4 cups heavy cream (a combination of 2 cups cream and 2 cups milk can be used)
1 whole vanilla bean or 1 tablespoon good-quality vanilla extract
1/4 cup Amaretto
1/2 - 1 teaspoon almond extract (optional, but adds additional flavor)
10 egg yolks
3/4 cup white sugar
Pinch of kosher salt

Additional sugar for topping custard


Preheat oven to 325 degrees. Have 6 - 8 ramekins ready on a large, rimmed baking sheet. (The number of ramekins needed will depend on the exact size of the vessels.)

Cut the vanilla bean in half (if using) and scrape out the "caviar." Combine the vanilla bean caviar (or extract) with the heavy cream/milk, Amaretto and almond extract (if using) in a medium sauce pan set over medium heat. Heat just to a simmer, but do not boil.

Meanwhile, whisk together the egg yolks and the 3/4 cup of sugar in a large mixing bowl until the mixture becomes pale yellow and thick. (This can be done with an electric mixer, but a hand whisk works just fine.)

Very slowly, drizzle the hot cream mixture into the egg yolk mixture while whisking vigorously. (Go slowly at first so not to scramble the eggs with the hot cream mixture.) Once egg mixture is tempered, continue to add in the remaining cream mixture slowly and whisk until all is well-combined.

Strain custard mixture through a fine mesh strainer into another bowl if desired. Ladle the mixture equally into ramekins.

Transfer baking sheet of ramekins to oven. Pour enough boiling water into the baking sheet to come about halfway up the sides of the ramekins. Bake for 30 - 35 minutes or until custard is set around the edges, but still just slightly soft and jiggly in the center. It is important that the custard does not brown.

Carefully transfer ramekins to a cooling rack. (Tongs in one hand and an oven mitt in the other works great for this step.) Once cooled, cover ramekins with plastic wrap and allow to chill in refrigerator for, at least, three hours. (Overnight is best, however.) Ramekins of custard can be stored in the refrigerator for up to 2 - 3 days if necessary.

When ready to serve, sprinkle on a thin layer of sugar and caramelize using a kitchen blow torch. The sugar will become bubbly and will crackle with a spoon once cooled.

Serve immediately.

NOTE: If you do not have a kitchen torch, place ramekins of cold custard into an oven set to "broil." Broil about 1 - 2 minutes - while turning and watching very closely - just until the sugar begins to brown.

 You can check out my basic Vanilla Bean Crème Brûlée recipe HERE.


  1. I would really like to make this, however I need to buy some ramekins first. What size do you suggest I buy?
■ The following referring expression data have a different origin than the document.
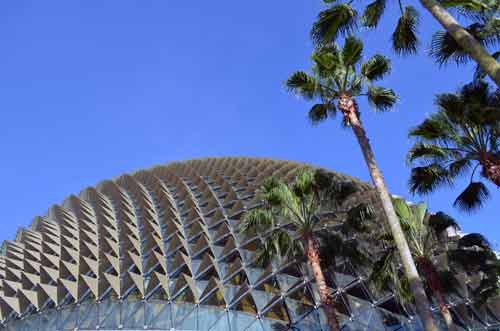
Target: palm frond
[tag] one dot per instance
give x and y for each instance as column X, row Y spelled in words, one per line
column 430, row 129
column 449, row 103
column 303, row 184
column 302, row 84
column 440, row 221
column 337, row 20
column 257, row 220
column 444, row 48
column 473, row 197
column 474, row 239
column 479, row 73
column 404, row 37
column 275, row 193
column 382, row 273
column 357, row 218
column 469, row 5
column 320, row 112
column 372, row 14
column 278, row 245
column 376, row 67
column 352, row 51
column 381, row 98
column 426, row 179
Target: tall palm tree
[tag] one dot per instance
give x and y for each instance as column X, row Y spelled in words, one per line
column 290, row 220
column 486, row 30
column 474, row 254
column 338, row 78
column 425, row 233
column 422, row 231
column 462, row 136
column 340, row 19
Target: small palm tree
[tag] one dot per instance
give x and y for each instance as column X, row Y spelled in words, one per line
column 342, row 18
column 427, row 238
column 338, row 78
column 462, row 136
column 421, row 230
column 289, row 222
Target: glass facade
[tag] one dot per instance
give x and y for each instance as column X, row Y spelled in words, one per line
column 160, row 250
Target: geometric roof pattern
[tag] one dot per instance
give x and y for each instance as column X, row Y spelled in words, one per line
column 169, row 235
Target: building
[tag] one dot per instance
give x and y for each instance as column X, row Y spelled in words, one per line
column 160, row 250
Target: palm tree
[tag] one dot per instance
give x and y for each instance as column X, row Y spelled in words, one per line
column 462, row 136
column 425, row 233
column 419, row 225
column 341, row 19
column 337, row 79
column 486, row 30
column 474, row 255
column 290, row 219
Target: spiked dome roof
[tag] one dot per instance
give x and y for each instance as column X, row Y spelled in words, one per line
column 168, row 233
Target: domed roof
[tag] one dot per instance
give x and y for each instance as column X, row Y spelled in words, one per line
column 166, row 235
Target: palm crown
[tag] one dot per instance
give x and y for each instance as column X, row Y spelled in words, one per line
column 463, row 135
column 471, row 254
column 291, row 213
column 341, row 19
column 338, row 72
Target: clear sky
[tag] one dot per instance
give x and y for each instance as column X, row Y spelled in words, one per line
column 92, row 89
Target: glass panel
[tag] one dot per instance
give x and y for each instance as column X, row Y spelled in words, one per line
column 256, row 326
column 222, row 324
column 109, row 315
column 184, row 316
column 158, row 315
column 88, row 317
column 309, row 322
column 133, row 315
column 69, row 318
column 48, row 321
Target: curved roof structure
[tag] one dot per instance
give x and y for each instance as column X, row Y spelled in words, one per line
column 159, row 249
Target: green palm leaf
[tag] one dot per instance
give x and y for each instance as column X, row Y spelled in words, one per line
column 426, row 179
column 302, row 84
column 376, row 67
column 332, row 22
column 381, row 98
column 320, row 112
column 372, row 14
column 352, row 51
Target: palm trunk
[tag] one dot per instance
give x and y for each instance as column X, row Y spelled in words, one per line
column 467, row 41
column 312, row 252
column 436, row 288
column 491, row 168
column 348, row 108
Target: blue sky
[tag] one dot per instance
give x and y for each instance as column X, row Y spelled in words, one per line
column 92, row 89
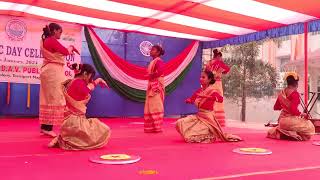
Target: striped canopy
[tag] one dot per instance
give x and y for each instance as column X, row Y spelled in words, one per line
column 204, row 20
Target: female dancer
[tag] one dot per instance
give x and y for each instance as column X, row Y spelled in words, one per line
column 218, row 67
column 203, row 126
column 153, row 109
column 77, row 132
column 52, row 101
column 293, row 125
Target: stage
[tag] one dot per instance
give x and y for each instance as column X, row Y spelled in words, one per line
column 24, row 155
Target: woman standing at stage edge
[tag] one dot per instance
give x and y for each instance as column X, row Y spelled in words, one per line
column 218, row 67
column 153, row 109
column 52, row 101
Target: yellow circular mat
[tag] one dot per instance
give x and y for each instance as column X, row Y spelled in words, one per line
column 115, row 157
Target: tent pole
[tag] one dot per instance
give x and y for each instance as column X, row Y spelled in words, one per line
column 306, row 91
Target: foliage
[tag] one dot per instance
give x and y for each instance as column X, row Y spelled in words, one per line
column 248, row 77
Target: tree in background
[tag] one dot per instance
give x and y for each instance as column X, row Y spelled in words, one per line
column 248, row 77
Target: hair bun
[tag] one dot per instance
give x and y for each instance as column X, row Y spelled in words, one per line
column 74, row 66
column 162, row 51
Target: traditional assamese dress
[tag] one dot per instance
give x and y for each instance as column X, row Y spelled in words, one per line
column 78, row 132
column 203, row 126
column 291, row 125
column 218, row 67
column 52, row 101
column 153, row 109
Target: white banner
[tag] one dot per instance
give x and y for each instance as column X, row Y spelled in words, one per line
column 20, row 56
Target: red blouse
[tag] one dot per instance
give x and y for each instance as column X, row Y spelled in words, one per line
column 216, row 64
column 158, row 70
column 78, row 90
column 209, row 102
column 294, row 103
column 53, row 45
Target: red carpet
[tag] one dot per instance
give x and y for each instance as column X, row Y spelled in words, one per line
column 24, row 155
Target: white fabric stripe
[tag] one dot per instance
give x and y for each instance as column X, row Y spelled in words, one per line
column 121, row 76
column 121, row 8
column 74, row 18
column 258, row 10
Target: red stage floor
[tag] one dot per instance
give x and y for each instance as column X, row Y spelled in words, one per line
column 24, row 155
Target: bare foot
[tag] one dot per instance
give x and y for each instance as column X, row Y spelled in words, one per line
column 53, row 143
column 49, row 133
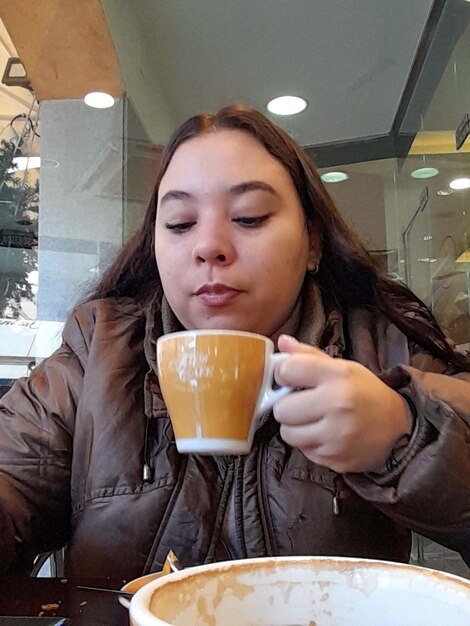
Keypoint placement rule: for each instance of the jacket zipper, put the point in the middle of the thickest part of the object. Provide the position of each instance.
(336, 496)
(263, 503)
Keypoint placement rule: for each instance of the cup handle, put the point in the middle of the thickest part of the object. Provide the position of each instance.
(270, 395)
(125, 602)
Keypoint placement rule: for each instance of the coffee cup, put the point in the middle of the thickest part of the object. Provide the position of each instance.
(215, 384)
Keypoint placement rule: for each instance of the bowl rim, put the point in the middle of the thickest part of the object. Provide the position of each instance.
(140, 601)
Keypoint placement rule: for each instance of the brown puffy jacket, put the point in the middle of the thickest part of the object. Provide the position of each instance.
(78, 435)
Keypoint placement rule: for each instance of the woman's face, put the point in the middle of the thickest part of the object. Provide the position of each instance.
(231, 242)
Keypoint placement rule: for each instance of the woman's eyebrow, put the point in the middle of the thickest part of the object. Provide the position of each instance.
(175, 194)
(235, 190)
(252, 185)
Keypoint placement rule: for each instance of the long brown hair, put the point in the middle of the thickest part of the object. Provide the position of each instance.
(347, 274)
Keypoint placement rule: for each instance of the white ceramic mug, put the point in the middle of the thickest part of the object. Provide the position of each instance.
(215, 384)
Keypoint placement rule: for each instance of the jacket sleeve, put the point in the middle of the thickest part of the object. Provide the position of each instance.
(36, 433)
(427, 488)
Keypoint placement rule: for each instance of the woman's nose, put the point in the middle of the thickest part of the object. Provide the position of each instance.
(213, 246)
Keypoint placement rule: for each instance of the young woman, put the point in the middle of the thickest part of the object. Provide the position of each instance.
(240, 234)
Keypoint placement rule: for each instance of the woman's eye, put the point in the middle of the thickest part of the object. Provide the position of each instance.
(251, 222)
(180, 227)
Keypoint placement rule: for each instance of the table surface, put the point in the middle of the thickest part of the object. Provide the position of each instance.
(27, 596)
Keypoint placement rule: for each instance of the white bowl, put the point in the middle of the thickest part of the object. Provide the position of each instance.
(304, 591)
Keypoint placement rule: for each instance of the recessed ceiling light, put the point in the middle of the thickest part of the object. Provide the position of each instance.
(334, 177)
(99, 100)
(460, 183)
(287, 105)
(24, 163)
(425, 172)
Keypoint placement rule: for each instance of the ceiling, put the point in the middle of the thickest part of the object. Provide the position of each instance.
(350, 60)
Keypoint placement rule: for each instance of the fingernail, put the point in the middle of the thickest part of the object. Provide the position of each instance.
(288, 338)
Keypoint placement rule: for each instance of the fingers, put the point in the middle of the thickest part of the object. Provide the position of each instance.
(301, 407)
(306, 369)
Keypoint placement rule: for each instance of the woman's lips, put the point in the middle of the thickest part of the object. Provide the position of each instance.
(216, 295)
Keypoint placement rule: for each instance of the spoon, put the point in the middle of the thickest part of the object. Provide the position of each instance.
(171, 564)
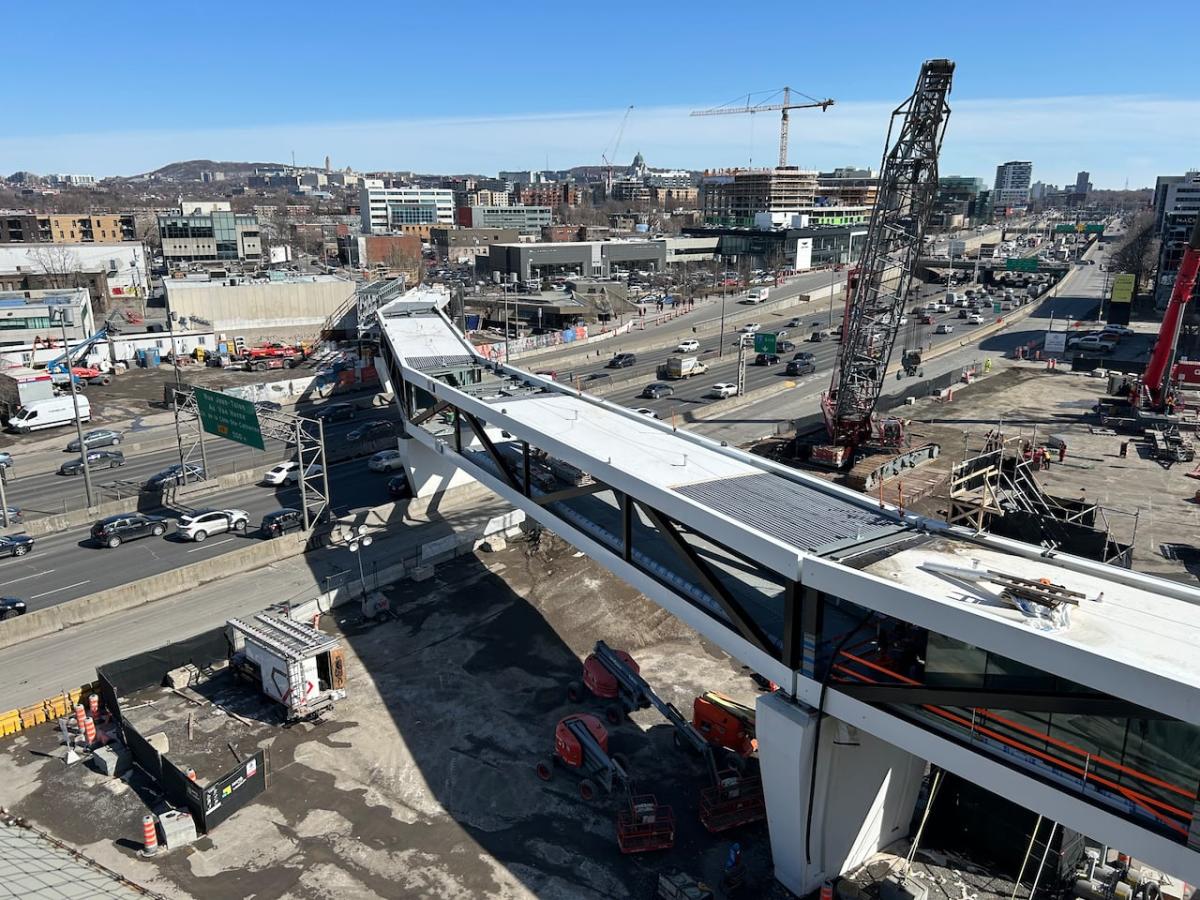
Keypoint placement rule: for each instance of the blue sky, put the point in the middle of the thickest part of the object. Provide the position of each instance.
(127, 87)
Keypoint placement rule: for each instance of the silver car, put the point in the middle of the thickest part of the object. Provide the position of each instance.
(199, 525)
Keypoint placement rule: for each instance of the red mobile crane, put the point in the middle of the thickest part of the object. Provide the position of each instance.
(1156, 382)
(885, 274)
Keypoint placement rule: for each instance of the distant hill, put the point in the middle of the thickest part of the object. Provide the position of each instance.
(191, 169)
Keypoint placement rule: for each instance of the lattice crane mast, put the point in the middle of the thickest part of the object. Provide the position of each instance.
(875, 305)
(765, 107)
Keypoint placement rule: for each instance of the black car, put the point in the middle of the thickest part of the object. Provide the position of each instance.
(114, 531)
(96, 460)
(16, 545)
(335, 413)
(280, 521)
(173, 475)
(397, 486)
(370, 431)
(99, 437)
(658, 390)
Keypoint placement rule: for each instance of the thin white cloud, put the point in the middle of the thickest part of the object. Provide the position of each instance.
(1114, 137)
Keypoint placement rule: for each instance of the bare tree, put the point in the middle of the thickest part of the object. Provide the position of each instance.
(1135, 255)
(59, 263)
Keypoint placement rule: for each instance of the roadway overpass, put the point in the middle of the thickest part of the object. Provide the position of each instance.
(1066, 685)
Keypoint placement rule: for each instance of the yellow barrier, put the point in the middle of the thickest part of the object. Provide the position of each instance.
(47, 711)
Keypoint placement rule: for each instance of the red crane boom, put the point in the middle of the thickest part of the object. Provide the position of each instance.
(1155, 381)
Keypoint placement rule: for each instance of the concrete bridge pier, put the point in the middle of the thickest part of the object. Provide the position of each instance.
(862, 801)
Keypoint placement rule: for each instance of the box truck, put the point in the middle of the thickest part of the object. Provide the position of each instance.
(48, 414)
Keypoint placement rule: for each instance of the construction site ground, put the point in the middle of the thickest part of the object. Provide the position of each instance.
(1146, 502)
(423, 783)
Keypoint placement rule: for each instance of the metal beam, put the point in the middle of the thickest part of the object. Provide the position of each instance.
(745, 625)
(420, 419)
(481, 433)
(984, 699)
(569, 492)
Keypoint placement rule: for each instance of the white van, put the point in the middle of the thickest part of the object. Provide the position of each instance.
(48, 414)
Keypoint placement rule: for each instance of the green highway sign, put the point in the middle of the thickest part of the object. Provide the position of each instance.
(229, 418)
(765, 342)
(1021, 264)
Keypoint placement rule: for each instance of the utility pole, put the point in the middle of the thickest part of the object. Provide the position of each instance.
(61, 316)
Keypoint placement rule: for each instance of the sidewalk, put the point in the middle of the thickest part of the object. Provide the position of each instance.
(45, 666)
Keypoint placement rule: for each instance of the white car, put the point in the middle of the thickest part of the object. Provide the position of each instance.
(281, 474)
(199, 525)
(288, 473)
(723, 390)
(385, 461)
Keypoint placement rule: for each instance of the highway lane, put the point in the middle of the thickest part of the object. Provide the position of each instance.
(36, 487)
(693, 393)
(67, 565)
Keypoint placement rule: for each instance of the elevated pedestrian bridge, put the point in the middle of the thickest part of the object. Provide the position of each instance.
(1066, 685)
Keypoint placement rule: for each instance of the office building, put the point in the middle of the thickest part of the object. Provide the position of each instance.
(388, 209)
(559, 193)
(1176, 207)
(209, 233)
(733, 198)
(1013, 181)
(532, 262)
(847, 187)
(27, 319)
(527, 220)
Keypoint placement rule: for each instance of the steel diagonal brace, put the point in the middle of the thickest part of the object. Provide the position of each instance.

    1. You can pick up pretty much whatever size you prefer. I have a variety of sizes that I use ... depending on how many people I need to serve and/or how big I want the serving size to be. For smaller serving sizes and to yield more servings out of your batch, you can use something like a four-ounce ramekin. On the flip side, I have some that are like, 8 - 10 ounce sizes. Honestly, if I'm just making a batch for the members of my household, then I use some smaller ones and a few larger ones so that the kids would have a good size for them and the adults would have a larger size. I've picked up different sizes of white ramekins through the years at different stores and thrift shops, so none of mine are all the same.

  2. The recipe does not say when to add the salt.